En toen zij Jeruzalem naderden en te Betfage kwamen, aan de Olijfberg, toen zond Jezus twee discipelen uit, tot wie Hij zeide: Gaat naar het dorp, dat tegenover u ligt, en terstond zult gij een ezelin vastgebonden vinden, en een veulen bij haar. Maakt haar los en brengt haar tot Mij. En indien iemand u iets erover mocht zeggen, zegt dan: de Here heeft ze nodig. Hij zal ze terstond (terug) zenden.
Dit is geschied, opdat vervuld zou worden hetgeen gesproken is door de profeet, toen hij zeide:
Zegt der dochter Sions: Zie, uw Koning komt tot u, zachtmoedig en rijdend op een ezel, en op een veulen, het jong van een lastdier.
Nadat de discipelen heengegaan waren en gedaan hadden, zoals Jezus hun had opgedragen, brachten zij de ezelin en het veulen en zij legden hun klederen erop, en Hij ging daarop zitten. En het merendeel der schare spreidde hun klederen op de weg, anderen sloegen takken van de bomen en spreidden die op de weg. En de scharen, die vóór Hem uit gingen en die volgden, riepen, zeggende:
Hosanna de Zoon van David, gezegend Hij, die komt in de naam des Heren; Hosanna in de hoogste hemelen!
En toen Hij Jeruzalem binnenging, kwam de gehele stad in rep en roer en zeide: Wie is dit? En de scharen zeiden: Dit is de profeet, Jezus, van Nazaret in Galilea.
En Jezus ging de tempel binnen en dreef allen uit, die verkochten en kochten in de tempel, en de tafels der wisselaars keerde Hij om en de stoelen van hen, die de duiven verkochten, en Hij zeide tot hen: Er staat geschreven: Mijn huis zal een bedehuis heten, maar gij maakt het tot een rovershol.

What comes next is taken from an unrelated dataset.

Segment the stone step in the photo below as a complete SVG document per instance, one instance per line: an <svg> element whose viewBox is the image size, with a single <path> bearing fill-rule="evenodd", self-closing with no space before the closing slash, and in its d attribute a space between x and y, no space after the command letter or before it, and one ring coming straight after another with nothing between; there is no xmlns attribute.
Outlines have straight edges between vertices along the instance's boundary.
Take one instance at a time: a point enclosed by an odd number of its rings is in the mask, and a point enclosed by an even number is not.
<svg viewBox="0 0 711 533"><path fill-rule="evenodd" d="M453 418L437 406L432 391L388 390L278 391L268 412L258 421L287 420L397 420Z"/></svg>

En in de tempel kwamen blinden en lammen tot Hem en Hij genas hen. Toen de overpriesters en de schriftgeleerden de wonderwerken zagen, die Hij deed, en de kinderen, die in de tempel riepen, zeggende: Hosanna de Zoon van David! namen zij dat kwalijk, en zij zeiden tot Hem: Hoort Gij wat dezen zeggen? Jezus zeide tot hen: Ja; hebt gij nooit gelezen: Uit de mond van kleine kinderen en zuigelingen hebt Gij lof bereid?
En Hij verliet hen en ging buiten de stad, naar Betanië, en overnachtte daar.
Des morgens vroeg, bij zijn terugkeer naar de stad, werd Hij hongerig. En daar Hij een vijgeboom aan de weg zag staan, ging Hij erheen, doch Hij vond niets daaraan, dan alleen bladeren. En Hij zeide tot hem: Nooit groeie aan u enige vrucht meer, in eeuwigheid! En terstond verdorde de vijgeboom.